Method: We developed a Markov model that incorporates the concept of disease heterogeneity (i.e., some people face higher risks than others). We modeled heterogeneity in the risks of relapse and progression with three subgroups in a simulated cohort of newly-diagnosed RRMS patients.  Subgroup-specific parameters were calibrated to outcomes from a large, population-based published longitudinal data from the British Columbia MS (BCMS) database. For example, the percent of the study cohort that experienced a five-year relapse-free interval provided a useful calibration target for heterogeneity in relapse rates (i.e., if all simulated patients had the same relapse risk, the percent who experienced a five-year relapse-free interval predicted by the model would not have matched the study). Average progression and relapse rates (across all subgroups) and other model parameters were derived from the literature. We used our calibrated model to identify a cohort of older patients who were clinically stable in mild disease after long-term treatment, and characterized the underlying heterogeneity of this cohort. We then compared quality-adjusted life years (QALYs) for continuing vs. discontinuing DMTs in a range of clinical scenarios (based on age and individual preferences). 

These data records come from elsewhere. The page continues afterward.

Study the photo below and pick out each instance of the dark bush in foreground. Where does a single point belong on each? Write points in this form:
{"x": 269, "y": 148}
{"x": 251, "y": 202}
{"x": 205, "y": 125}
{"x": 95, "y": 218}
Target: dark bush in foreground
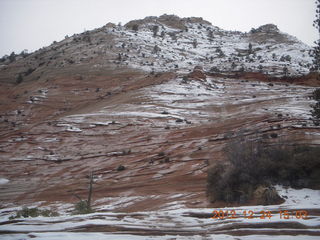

Result: Choosing to discontinue DMTs for people with RRMS who were experiencing mild disease at age 55 or 60 (no relapses or progression for at least five years) reduced QALYs by about three quality-adjusted days. This converts into a treatment disutility threshold of 0.995 utility for being on treatment. This small benefit might not be worth the burden of taking medication for some patients.

Conclusion: Among older adults with clinically stable RRMS on long-term DMTs, we found that the benefits of continuing treatment were small. These results suggest that better understanding if and when to stop medication can improve the quality of life for people with RRMS. Our results may help people with RRMS make treatment decisions in a manner that is consistent with their preferences and values.